Roth IRA conversions help you avoid taxes on your retirement withdrawals, but they can make your taxes a little more complicated this year. If you're not careful, you could wind up with a bigger bill than you were anticipating. That doesn't mean a Roth IRA conversion is a bad idea, though. You just need to plan it carefully.
Here are two questions to ask yourself in order to decide whether a Roth IRA conversion makes sense for you and how much you should convert this year.
1. Does a Roth IRA conversion make sense for me?
A Roth IRA conversion is where you change some of your tax-deferred savings, which offer an upfront tax break in exchange for taxes on withdrawals, into Roth savings, which offer tax-free withdrawals with no upfront tax break. To do this, you pay taxes on the sum you're converting in the year you do it.
Tax-free withdrawals sound great, but Roth savings aren't the best choice for everyone. Those who believe they're in a higher tax bracket today than they'll be in once they retire might prefer to keep their money in a tax-deferred account. By putting taxes off until they're in a lower tax bracket, they might be able to hold on to more of their savings.
Only you can decide which type of savings makes the most sense for you right now. But it's important to consider both options before going through with a Roth IRA conversion. Once done, it can't be undone, so you have to be sure that it's the right decision for you.
2. How will a Roth IRA conversion affect my taxes?
When you do a Roth IRA conversion, the amount you're converting gets added to your tax bill for the year. So, for example, if you have $5,000 in a traditional IRA that you'd like to convert to a Roth IRA, your taxable income for this year will go up by $5,000. And since the money is locked away in a retirement account, you won't be able to use any of those funds to help offset your larger tax bill. If you believe you'll face a tax bill, you must have the savings to cover it already on hand in a bank account.
The worst-case scenario is that your Roth IRA conversion pushes you into the next tax bracket, forcing you to pay a larger percentage of your income to the government. That's something you want to avoid at all costs. Fortunately, it's not too difficult to do.
Most people wait until the end of the year to do Roth IRA conversions so they have a good idea of where they'll fall within their tax bracket. Then, they convert as much as they can without jumping up to the next tax bracket. The next year, they do the same thing, and so on until they've converted all that they want to convert.

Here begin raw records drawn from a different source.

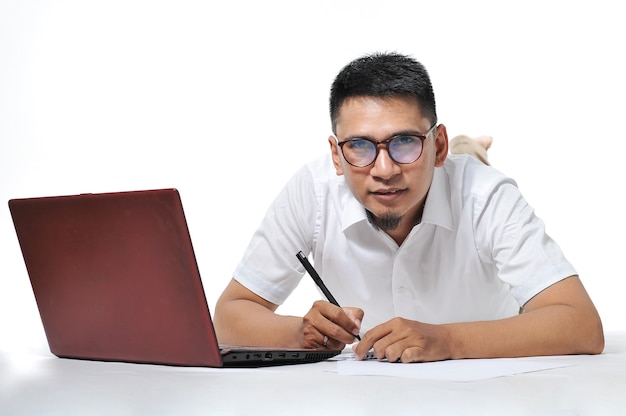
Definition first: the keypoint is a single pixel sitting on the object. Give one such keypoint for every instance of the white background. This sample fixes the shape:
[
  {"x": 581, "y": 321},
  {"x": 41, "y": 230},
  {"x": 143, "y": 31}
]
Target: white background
[{"x": 225, "y": 100}]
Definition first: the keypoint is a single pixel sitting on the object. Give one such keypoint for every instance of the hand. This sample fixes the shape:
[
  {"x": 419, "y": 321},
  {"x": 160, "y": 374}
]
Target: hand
[
  {"x": 407, "y": 341},
  {"x": 327, "y": 326}
]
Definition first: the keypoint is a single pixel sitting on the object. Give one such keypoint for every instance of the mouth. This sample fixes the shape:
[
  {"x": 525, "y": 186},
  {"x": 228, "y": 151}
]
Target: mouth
[{"x": 388, "y": 194}]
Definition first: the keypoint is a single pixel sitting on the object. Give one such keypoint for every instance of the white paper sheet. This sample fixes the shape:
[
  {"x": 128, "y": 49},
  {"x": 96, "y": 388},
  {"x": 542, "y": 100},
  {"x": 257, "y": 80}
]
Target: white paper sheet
[{"x": 452, "y": 370}]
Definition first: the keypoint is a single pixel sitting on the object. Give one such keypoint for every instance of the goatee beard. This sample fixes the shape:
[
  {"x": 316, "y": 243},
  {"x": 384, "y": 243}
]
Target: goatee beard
[{"x": 386, "y": 222}]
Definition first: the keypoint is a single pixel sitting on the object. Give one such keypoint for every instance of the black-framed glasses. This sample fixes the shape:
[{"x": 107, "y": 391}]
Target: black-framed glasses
[{"x": 402, "y": 148}]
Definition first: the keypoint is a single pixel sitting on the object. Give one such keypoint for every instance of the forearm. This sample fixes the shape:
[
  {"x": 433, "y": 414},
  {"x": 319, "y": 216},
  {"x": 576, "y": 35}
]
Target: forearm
[
  {"x": 550, "y": 330},
  {"x": 242, "y": 322}
]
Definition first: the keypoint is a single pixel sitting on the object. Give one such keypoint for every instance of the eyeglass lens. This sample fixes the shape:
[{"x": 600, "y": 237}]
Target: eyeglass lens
[{"x": 402, "y": 149}]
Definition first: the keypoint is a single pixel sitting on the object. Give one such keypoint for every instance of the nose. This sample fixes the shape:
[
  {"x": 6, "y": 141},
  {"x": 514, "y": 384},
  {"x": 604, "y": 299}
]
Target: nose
[{"x": 384, "y": 167}]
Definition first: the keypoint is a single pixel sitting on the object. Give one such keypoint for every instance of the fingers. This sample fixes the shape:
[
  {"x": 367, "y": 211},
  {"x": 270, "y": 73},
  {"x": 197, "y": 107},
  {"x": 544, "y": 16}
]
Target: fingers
[
  {"x": 327, "y": 326},
  {"x": 406, "y": 341}
]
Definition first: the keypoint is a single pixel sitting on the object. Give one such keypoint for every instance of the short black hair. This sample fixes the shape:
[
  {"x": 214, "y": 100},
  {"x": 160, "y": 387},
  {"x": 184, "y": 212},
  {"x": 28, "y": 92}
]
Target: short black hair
[{"x": 386, "y": 74}]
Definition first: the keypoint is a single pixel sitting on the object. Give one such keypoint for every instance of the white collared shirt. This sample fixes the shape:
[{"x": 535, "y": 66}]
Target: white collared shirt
[{"x": 479, "y": 252}]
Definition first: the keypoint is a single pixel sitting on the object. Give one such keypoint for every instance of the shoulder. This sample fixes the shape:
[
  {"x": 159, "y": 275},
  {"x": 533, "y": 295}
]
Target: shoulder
[{"x": 471, "y": 178}]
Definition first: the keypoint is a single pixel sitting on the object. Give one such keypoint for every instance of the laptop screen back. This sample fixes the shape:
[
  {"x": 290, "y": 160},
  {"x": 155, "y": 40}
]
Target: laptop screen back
[{"x": 115, "y": 277}]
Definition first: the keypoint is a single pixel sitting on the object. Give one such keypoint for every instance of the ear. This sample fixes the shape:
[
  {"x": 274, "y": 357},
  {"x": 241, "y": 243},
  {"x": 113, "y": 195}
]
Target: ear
[
  {"x": 334, "y": 151},
  {"x": 441, "y": 145}
]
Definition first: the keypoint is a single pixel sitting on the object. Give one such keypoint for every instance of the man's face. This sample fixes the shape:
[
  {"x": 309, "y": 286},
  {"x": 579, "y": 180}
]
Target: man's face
[{"x": 387, "y": 189}]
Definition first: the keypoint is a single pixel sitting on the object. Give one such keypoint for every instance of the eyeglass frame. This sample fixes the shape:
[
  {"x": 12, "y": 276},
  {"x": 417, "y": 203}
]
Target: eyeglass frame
[{"x": 376, "y": 144}]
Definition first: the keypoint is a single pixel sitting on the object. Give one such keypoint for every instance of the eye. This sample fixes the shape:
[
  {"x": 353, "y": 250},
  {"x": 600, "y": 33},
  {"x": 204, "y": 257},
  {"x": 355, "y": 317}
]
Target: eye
[
  {"x": 359, "y": 145},
  {"x": 404, "y": 140}
]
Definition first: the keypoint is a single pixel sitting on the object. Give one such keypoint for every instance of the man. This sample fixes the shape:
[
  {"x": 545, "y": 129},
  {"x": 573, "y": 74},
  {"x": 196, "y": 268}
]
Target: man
[{"x": 433, "y": 256}]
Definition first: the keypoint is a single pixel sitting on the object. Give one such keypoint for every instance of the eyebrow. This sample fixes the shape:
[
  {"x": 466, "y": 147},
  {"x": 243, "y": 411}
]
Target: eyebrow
[{"x": 398, "y": 133}]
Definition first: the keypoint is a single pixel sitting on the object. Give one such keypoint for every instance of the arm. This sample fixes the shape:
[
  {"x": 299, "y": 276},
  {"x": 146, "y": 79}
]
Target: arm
[
  {"x": 559, "y": 320},
  {"x": 244, "y": 318}
]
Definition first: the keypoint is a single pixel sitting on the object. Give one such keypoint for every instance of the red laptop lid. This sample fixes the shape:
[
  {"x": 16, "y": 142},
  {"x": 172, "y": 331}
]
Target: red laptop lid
[{"x": 115, "y": 277}]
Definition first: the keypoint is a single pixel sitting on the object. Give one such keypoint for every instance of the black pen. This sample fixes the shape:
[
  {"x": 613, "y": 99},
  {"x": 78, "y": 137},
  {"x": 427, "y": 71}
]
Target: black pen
[{"x": 318, "y": 281}]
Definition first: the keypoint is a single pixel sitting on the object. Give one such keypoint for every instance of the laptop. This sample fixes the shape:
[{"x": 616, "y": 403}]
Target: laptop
[{"x": 115, "y": 278}]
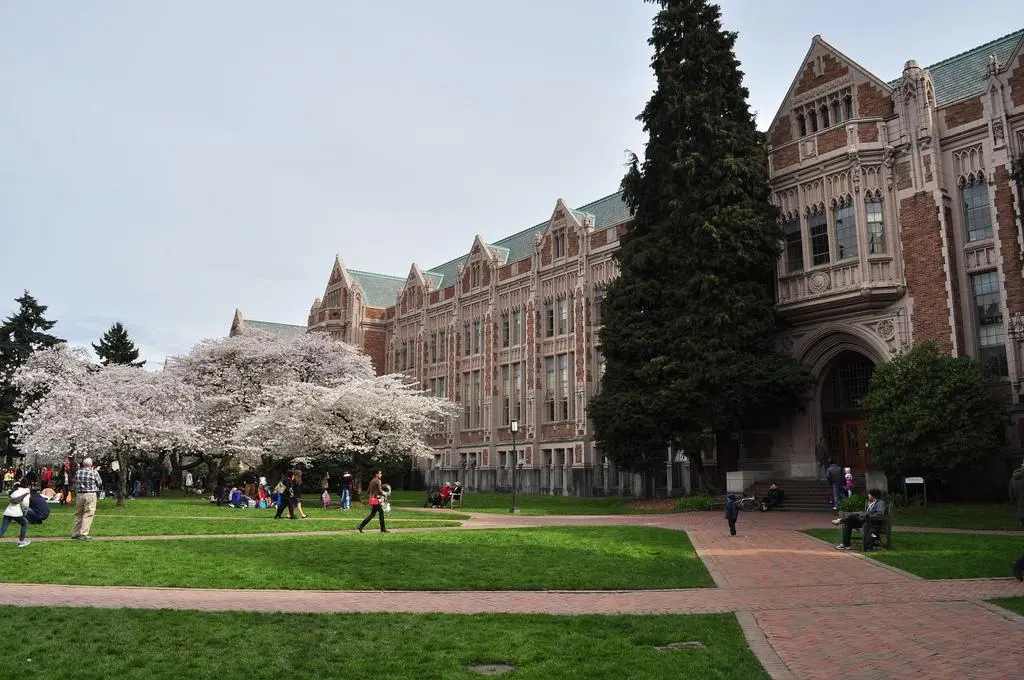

Even following this approach, it's possible you could still find yourself facing a tax bill, depending on your income, tax withholding, deductions, and more. If you believe you could owe the government, make sure you have some cash on hand to help you cover this cost. Otherwise, look into payment plan options once you see how much you owe.
If you decide a Roth IRA conversion isn't the best move for you right now, you can always do it another year if you change your mind. It doesn't matter if you do the conversion right now or right before retiring. It's all the same to the government, as long as you pay taxes on the amount you're converting at some point.